In a bid to cajole employees, while also saving themselves from a dent on their cashflows, many employers resort to payments in kind. This has taken, in the modern days, the form of employee stock option plans (ESOPs), sweat equity shares or restricted stock units (RSUs), et al .

Despite these stock options not being a monetary gain, the Income Tax Act requires you to add all these to your taxable income, as you would do with your monetary inflows.

Hence, sweat equity shares, ESOP and RSUs are taxed at two instances. First at the time of allotment as a perquisite — forming a part of your income under salaries — and then subsequently at the time of their sale, under the head of capital gains.

The fair market value (FMV) of shares allotted under these schemes, less any amount paid by the employee, is taxable as perquisite, upon allotment.

Subsequently, on sale, tax on capital gains has to be paid on the difference between the sale price and the FMV.

For listed companies, the FMV shall be the average of the opening and closing prices on the date of exercising the options.

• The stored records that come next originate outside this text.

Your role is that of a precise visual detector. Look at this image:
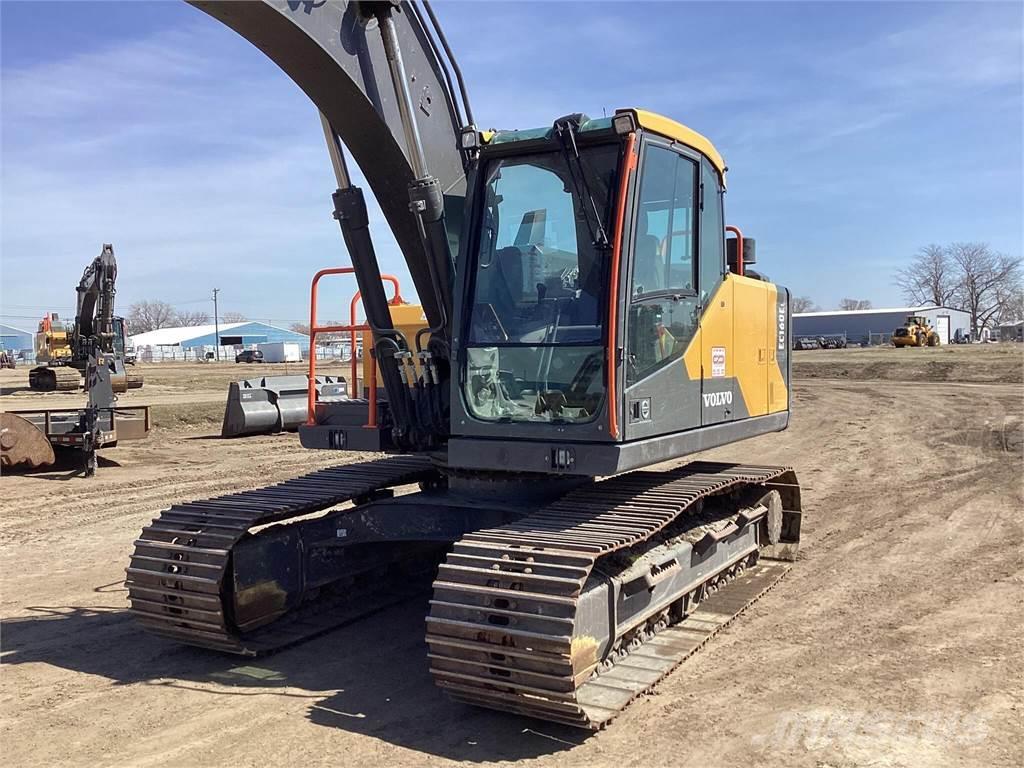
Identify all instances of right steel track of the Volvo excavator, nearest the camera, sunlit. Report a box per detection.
[427,463,799,729]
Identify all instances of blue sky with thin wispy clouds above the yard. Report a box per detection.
[0,0,1024,328]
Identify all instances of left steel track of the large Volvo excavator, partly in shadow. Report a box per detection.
[126,457,436,655]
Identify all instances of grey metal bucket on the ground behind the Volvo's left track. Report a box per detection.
[220,376,348,437]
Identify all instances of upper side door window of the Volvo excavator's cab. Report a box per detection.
[632,144,697,297]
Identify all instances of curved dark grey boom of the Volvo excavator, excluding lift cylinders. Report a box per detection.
[188,0,466,335]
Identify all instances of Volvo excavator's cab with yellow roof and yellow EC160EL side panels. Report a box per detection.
[449,110,790,474]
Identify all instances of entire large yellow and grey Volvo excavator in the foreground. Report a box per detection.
[127,0,801,728]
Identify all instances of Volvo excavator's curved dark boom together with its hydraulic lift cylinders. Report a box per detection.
[189,0,477,451]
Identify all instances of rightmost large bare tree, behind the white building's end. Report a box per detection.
[949,243,1021,335]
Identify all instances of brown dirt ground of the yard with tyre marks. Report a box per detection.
[0,345,1024,768]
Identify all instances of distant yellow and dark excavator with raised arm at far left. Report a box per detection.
[29,244,143,392]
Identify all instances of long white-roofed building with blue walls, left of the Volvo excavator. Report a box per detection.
[131,321,309,360]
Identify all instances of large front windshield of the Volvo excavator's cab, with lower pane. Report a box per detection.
[463,144,620,422]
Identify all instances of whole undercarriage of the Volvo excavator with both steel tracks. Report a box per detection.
[128,457,801,728]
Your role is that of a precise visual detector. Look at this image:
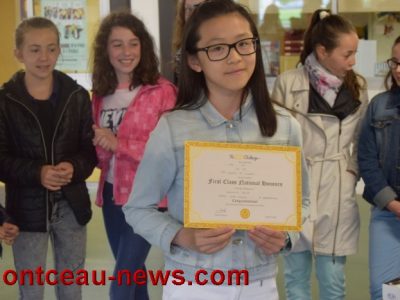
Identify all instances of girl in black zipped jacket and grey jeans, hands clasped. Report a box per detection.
[0,17,96,300]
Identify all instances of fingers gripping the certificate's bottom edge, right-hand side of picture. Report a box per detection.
[248,227,286,255]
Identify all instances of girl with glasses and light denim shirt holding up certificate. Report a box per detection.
[123,0,308,300]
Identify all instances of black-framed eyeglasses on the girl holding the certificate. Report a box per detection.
[196,37,258,61]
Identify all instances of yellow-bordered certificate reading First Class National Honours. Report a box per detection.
[184,141,302,231]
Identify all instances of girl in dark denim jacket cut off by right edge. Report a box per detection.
[358,36,400,300]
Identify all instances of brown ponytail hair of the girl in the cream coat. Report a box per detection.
[300,9,365,99]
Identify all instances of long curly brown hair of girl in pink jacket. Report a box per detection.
[92,12,160,96]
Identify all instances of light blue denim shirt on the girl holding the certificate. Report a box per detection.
[123,95,309,281]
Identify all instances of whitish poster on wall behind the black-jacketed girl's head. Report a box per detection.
[41,0,88,73]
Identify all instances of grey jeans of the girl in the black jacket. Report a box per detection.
[13,200,86,300]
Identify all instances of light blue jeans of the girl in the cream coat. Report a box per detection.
[284,251,346,300]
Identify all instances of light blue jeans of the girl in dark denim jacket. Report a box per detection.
[369,207,400,300]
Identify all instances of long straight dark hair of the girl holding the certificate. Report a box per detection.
[175,0,277,136]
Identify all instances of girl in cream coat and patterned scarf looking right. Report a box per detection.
[272,10,368,300]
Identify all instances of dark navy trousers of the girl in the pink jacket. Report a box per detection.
[103,182,150,300]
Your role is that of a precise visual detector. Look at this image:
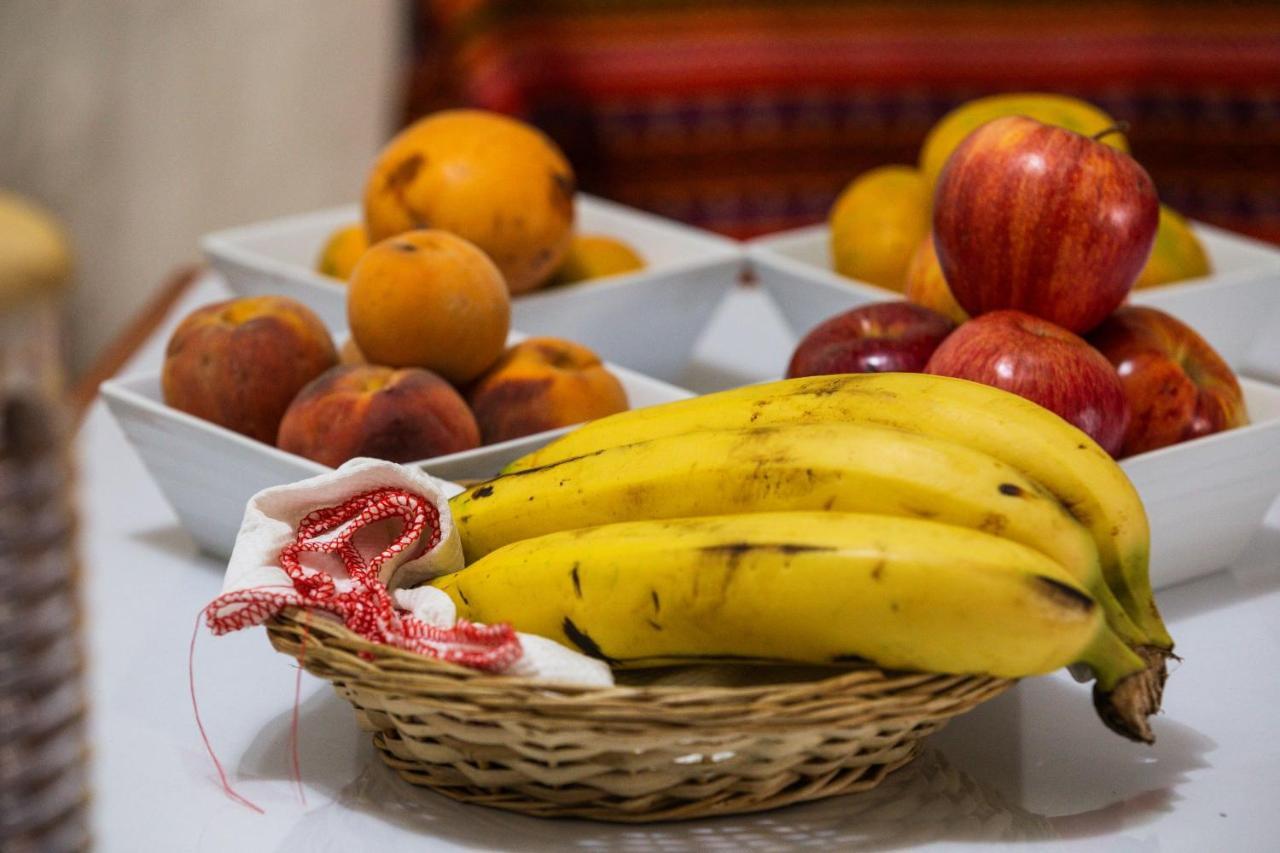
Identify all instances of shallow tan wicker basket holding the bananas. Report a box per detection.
[268,610,1011,822]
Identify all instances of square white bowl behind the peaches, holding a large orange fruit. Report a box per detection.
[201,195,742,382]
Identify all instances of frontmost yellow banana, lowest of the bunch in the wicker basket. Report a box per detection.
[433,512,1151,739]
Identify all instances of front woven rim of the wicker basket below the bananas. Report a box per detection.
[268,596,1015,702]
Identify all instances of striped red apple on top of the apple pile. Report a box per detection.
[933,115,1160,334]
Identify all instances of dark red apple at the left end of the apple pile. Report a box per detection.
[787,301,956,378]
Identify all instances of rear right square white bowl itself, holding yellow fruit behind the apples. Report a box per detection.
[746,223,1280,382]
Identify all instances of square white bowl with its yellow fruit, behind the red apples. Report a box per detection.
[746,95,1280,382]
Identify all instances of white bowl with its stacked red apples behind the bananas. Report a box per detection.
[780,104,1280,585]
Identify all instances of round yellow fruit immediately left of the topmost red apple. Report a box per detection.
[831,165,931,291]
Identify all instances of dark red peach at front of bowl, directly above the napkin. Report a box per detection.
[276,365,480,467]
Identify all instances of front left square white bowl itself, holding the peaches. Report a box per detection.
[102,365,692,557]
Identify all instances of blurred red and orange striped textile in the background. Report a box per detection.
[406,0,1280,242]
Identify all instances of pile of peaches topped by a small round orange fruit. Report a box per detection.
[161,290,628,467]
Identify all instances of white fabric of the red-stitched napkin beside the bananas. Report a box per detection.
[223,459,613,686]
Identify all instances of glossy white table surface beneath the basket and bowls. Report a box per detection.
[77,270,1280,853]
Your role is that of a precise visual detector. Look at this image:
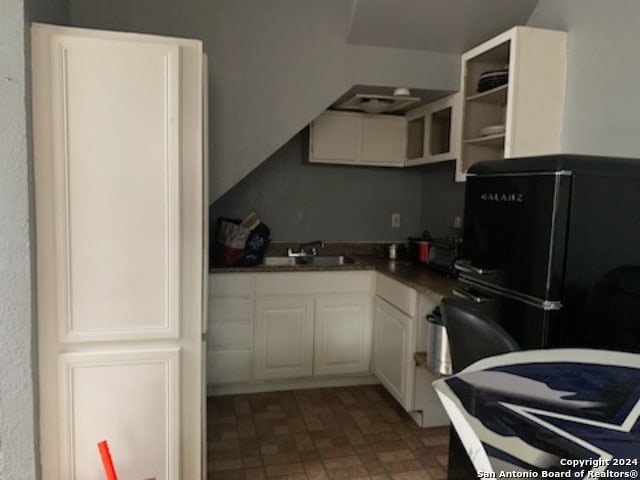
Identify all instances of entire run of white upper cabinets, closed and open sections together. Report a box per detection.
[309,27,567,177]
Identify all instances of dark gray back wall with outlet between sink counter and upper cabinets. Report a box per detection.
[211,129,422,242]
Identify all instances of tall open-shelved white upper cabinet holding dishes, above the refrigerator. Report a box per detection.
[456,27,567,180]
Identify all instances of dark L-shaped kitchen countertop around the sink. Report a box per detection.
[209,244,456,297]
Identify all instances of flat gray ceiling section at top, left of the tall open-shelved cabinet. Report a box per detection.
[347,0,538,53]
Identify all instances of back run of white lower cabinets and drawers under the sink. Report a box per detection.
[212,271,375,391]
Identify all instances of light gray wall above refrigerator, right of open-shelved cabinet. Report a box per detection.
[529,0,640,158]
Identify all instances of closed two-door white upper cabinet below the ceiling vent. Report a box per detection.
[309,111,406,167]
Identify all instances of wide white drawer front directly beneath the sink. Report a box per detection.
[256,271,373,295]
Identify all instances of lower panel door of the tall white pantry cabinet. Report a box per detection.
[59,348,180,479]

Let us consider an example. ‘X’ has exercised her ESOP on April 2, 2020. She was allotted 1,000 shares of ABC company on payment of ₹100 for each share.

On that day, the opening and closing prices of ABC’s shares were ₹101 and ₹105, respectively, — the average being ₹103.

At the time of allotment, ‘X’ will have to pay tax on ₹3,000 — the difference between ₹103 (FMV) and ₹100 (exercise price) multiplied by 1,000 shares.

For unlisted companies, the FMV of shares shall be determined by a merchant banker on the date of exercising the option.

The change

In a bid to promote the start-up culture, the I-T Act exempts certain income of eligible start-ups under Section 80 IAC. These are essentially companies or limited liability partnerships, incorporated between April 1, 2016, and April 1, 2021, that hold a certificate of eligible business from the Inter-Ministerial Board of Certification (IMB).

Also, these companies should have a turnover of less than ₹100 crore (amended in the Budget, from ₹25 crore earlier).

For employees of these start-ups, who are allotted shares under ESOP etc, such tax payable on the allotment of shares can be deferred by 48 months from the end of the relevant assessment year in which the shares are allotted.

This is thanks to the amendment proposed in the Budget.

However, if the employee quits the job or sells the shares before the expiry of the said 48 months, the perquisite shall be taxable in the year in which he/she quits or sells the shares.

Do remember that this is only a deferment of your tax liability. That is, whatever be the case, the perquisite will be taxed at the slab rate applicable in the year of allotment only.

In the above example, the tax shall be computed using the slab rates applicable in AY22 (Assessment Year) only, though the payment of the same can be deferred to AY26.

Not of much help

Given that employees are taxed immediately on exercising the ESOPs, they tend to sell the shares in the same year to meet the tax liability. For employees of start-ups that are not listed, the additional time will help in waiting for the stock to list, to get a good value.

Also the scope of applicability for the deferment is quite narrow.

The said deferment is available only to those start-ups (and their employees) who are eligible under Section 80 IAC.

Reportedly, of the 27,000 start-ups registered with the Department for Promotion of Industry and Internal Trade, the exemption under Section 80 IAC is availed by only about 250 odd companies.

Rakesh Nangia, Chairman, Nangia Andersen Consulting, explains: “If a start-up which has been approved by IMB breaches the condition of turnover of ₹100 crore, it will not be entitled to the deferment of taxes on ESOPs exercised in the year when such condition is breached and in the subsequent years.”

Nangia believes that similar relaxation should also have been made for ESOPs granted to employees of other companies, besides start-ups.